A tragédia envolvendo Emanoelle Martins Guedes de Farias, de 40 anos, e seu filho Francisco Farias Antunes, de 9 anos, ocorreu na Rua Conde de Bonfim e reforçou a necessidade de estabelecer regras mais claras para o uso desses veículos. O acidente, que também envolve um ônibus, está sendo investigado pela Polícia Civil, que analisa imagens de segurança e ouve testemunhas.
Embora existam normativas federais e municipais que regulam o assunto, a prefeitura destacou a importância de detalhar aspectos específicos como áreas de circulação e limites de velocidade. A legislação municipal permite a circulação de bicicletas elétricas com pedal assistido em ciclovias e ciclofaixas, desde que respeitados certos limites, enquanto proíbe o uso de ciclomotores e motocicletas nesses espaços.
Em nível nacional, uma resolução do Conselho Nacional de Trânsito (Contran), publicada em 2023, trouxe distinções jurídicas entre bicicletas elétricas e ciclomotores, atribuindo às autoridades locais a responsabilidade de regulamentar a circulação desses veículos.
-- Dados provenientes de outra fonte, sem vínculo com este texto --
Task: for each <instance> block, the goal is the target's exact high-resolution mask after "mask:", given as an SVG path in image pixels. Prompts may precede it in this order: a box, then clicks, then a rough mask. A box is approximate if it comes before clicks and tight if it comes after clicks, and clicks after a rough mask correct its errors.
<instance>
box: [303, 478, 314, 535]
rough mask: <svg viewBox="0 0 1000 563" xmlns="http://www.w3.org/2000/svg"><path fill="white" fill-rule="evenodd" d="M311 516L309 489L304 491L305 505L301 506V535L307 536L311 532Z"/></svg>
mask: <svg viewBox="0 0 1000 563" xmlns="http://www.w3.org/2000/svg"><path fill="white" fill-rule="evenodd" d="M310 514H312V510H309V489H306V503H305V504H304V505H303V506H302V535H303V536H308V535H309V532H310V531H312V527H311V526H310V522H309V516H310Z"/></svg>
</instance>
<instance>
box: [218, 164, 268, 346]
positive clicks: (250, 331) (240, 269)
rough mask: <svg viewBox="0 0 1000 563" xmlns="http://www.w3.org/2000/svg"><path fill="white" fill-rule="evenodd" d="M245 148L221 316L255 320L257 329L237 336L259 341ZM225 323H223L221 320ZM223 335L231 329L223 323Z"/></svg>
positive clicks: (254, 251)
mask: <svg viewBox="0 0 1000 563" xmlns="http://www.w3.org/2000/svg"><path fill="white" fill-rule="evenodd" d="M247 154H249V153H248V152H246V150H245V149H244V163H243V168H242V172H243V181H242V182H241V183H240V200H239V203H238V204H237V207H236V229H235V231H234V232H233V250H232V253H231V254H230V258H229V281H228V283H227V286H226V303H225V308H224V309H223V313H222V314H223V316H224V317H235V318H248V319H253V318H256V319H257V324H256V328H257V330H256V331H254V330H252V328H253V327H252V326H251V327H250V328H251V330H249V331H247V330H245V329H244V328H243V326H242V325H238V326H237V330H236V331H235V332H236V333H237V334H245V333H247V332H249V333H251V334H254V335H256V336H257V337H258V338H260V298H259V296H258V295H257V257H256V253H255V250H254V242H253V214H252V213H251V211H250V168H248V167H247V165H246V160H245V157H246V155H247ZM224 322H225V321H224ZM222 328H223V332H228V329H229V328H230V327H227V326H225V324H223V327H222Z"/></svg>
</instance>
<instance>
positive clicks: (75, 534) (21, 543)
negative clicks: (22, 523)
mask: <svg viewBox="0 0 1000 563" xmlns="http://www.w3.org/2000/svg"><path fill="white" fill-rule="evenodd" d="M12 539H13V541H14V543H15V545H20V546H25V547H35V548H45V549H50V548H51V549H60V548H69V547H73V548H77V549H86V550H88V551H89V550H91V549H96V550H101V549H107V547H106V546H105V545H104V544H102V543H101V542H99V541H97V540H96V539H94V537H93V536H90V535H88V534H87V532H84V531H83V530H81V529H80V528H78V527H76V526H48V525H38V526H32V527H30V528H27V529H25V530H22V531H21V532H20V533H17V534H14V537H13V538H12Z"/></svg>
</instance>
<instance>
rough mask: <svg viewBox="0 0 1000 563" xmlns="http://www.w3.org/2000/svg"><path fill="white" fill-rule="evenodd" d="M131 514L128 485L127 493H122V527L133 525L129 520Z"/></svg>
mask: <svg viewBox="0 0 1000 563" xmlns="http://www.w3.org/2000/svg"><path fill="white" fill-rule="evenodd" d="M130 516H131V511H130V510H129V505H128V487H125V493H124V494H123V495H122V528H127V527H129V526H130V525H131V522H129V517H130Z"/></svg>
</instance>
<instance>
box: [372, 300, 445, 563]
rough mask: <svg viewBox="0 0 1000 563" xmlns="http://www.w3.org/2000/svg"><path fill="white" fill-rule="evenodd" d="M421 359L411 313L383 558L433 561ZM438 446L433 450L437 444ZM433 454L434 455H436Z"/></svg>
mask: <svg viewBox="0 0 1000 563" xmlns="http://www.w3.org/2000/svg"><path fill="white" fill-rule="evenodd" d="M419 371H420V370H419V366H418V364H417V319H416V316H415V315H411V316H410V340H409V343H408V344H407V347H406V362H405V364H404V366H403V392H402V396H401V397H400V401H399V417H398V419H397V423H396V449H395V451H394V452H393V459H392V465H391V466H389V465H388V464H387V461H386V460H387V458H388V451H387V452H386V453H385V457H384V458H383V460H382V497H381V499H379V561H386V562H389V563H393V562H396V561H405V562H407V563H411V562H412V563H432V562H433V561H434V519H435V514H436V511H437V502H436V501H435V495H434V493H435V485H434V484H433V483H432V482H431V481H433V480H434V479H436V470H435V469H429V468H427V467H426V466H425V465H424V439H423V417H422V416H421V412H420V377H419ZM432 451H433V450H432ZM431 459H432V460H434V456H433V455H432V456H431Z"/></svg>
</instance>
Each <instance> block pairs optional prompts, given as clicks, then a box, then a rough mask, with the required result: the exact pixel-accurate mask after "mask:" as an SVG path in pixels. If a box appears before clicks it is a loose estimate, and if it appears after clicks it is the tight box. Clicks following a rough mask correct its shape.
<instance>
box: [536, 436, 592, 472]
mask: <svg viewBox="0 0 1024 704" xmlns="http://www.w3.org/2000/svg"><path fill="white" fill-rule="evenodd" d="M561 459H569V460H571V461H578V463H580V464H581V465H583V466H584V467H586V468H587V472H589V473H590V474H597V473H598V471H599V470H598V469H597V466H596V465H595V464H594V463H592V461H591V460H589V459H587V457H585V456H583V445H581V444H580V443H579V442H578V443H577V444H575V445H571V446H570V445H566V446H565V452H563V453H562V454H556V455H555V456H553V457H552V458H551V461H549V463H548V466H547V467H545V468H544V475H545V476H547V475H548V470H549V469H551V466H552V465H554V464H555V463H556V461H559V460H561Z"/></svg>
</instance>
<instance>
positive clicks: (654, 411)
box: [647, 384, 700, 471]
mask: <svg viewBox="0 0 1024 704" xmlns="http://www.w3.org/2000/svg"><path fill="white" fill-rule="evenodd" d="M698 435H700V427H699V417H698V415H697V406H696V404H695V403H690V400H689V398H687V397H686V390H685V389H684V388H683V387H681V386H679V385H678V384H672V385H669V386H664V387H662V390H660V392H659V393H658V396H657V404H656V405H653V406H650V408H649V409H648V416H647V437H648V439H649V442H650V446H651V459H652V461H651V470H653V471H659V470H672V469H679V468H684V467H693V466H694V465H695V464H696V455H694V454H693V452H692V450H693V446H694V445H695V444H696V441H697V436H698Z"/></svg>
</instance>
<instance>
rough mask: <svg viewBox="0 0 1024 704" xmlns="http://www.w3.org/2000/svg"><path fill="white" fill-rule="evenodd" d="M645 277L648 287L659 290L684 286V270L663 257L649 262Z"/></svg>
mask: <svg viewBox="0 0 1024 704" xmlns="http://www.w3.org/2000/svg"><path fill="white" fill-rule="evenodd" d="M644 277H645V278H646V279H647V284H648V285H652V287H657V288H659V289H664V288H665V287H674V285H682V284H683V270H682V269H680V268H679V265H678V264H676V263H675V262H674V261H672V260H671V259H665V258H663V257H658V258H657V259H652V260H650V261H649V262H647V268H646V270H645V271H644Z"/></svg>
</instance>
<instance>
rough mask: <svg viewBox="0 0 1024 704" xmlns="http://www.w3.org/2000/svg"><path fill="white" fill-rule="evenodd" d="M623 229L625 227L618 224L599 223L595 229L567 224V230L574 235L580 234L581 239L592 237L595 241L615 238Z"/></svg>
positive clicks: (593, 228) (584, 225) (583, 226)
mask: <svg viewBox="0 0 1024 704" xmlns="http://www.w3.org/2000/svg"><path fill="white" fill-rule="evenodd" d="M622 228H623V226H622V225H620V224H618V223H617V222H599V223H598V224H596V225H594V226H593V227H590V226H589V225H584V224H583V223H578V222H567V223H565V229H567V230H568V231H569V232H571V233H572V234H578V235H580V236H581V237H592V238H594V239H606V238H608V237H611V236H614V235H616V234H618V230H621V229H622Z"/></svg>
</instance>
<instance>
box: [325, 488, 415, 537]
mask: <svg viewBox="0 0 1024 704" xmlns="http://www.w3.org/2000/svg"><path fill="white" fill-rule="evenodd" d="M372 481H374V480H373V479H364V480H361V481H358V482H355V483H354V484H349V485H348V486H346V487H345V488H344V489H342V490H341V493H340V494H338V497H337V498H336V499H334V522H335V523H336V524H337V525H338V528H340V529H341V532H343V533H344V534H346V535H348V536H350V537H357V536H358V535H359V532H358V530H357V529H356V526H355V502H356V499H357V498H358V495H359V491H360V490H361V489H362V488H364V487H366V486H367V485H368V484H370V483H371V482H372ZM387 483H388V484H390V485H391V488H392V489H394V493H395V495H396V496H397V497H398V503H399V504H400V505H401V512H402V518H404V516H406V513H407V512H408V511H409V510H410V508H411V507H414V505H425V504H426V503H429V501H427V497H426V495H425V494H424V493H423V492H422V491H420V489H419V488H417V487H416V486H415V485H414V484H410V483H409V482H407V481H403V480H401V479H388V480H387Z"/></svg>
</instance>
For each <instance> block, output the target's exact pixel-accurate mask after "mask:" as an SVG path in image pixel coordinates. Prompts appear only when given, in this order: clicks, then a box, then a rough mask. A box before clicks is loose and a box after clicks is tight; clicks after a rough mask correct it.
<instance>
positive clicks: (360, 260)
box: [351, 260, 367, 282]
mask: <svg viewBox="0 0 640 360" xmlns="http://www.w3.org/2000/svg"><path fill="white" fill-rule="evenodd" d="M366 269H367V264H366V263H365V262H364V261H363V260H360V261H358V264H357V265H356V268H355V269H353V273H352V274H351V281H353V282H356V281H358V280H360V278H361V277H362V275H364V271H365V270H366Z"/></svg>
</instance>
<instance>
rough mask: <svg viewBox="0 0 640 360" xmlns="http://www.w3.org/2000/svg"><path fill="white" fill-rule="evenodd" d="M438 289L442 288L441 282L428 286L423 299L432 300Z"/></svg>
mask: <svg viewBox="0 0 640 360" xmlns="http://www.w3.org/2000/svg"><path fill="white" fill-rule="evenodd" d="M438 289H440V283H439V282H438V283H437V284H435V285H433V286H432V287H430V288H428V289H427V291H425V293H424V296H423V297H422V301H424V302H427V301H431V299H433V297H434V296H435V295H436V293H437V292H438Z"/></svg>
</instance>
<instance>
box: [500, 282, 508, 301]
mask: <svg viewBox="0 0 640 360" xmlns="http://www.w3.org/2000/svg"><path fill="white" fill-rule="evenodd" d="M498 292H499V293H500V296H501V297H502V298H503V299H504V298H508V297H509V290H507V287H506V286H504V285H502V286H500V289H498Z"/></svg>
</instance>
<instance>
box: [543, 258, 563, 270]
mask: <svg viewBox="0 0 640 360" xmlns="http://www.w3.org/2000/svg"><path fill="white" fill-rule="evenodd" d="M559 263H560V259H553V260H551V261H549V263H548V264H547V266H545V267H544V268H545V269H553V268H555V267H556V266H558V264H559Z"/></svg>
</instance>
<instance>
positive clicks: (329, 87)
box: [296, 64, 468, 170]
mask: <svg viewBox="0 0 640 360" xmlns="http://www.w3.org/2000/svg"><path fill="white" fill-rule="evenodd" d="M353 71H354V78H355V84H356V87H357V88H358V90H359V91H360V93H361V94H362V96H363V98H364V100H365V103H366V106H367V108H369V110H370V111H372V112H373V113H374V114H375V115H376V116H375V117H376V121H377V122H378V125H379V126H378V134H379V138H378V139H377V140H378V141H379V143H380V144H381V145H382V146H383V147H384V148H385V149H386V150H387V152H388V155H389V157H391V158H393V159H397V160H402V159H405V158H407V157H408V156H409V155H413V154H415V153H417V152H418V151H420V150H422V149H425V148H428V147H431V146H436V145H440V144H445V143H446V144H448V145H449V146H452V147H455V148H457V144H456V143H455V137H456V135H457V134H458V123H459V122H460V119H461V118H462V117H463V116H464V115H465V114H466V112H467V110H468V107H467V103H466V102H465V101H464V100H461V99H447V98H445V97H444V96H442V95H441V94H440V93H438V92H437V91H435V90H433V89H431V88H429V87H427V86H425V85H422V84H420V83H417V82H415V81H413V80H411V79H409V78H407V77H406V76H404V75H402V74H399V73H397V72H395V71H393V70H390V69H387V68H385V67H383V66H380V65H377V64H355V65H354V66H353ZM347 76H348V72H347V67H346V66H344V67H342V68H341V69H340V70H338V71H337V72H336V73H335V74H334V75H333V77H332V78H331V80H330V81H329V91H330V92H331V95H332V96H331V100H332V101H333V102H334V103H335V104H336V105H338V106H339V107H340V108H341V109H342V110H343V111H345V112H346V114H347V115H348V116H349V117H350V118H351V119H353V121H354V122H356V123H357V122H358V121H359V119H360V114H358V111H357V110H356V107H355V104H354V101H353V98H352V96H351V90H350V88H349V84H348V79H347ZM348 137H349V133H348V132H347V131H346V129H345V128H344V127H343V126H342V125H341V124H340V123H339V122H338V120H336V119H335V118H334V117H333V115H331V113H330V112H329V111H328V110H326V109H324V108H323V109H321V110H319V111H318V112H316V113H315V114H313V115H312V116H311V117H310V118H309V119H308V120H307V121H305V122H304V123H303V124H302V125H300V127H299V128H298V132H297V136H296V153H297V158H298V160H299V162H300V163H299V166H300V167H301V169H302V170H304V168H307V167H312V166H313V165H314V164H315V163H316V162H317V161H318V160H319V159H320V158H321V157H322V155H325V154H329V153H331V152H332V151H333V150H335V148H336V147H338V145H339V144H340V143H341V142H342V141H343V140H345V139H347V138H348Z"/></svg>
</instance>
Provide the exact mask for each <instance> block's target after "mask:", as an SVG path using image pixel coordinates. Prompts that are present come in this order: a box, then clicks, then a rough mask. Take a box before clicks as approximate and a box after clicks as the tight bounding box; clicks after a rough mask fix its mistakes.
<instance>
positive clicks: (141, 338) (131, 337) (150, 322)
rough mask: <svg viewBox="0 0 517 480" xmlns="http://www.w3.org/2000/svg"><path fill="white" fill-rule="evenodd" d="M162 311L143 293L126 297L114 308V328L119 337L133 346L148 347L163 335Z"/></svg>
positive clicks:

Desde o início de 2026, ciclomotores passaram a exigir registro, licenciamento, emplacamento e habilitação específica, além de obrigatoriedade do uso de capacete.
O novo decreto municipal visa, sobretudo, delimitar com maior precisão a distinção entre bicicletas elétricas de pedal assistido e veículos classificados como ciclomotores, considerando seus limites de potência e velocidade. A iniciativa também contempla ações de fiscalização reforçada na Tijuca, coordenada pela Subprefeitura da região, com o objetivo de coibir o uso irregular e o estacionamento indevido de veículos motorizados nas ciclovias do bairro.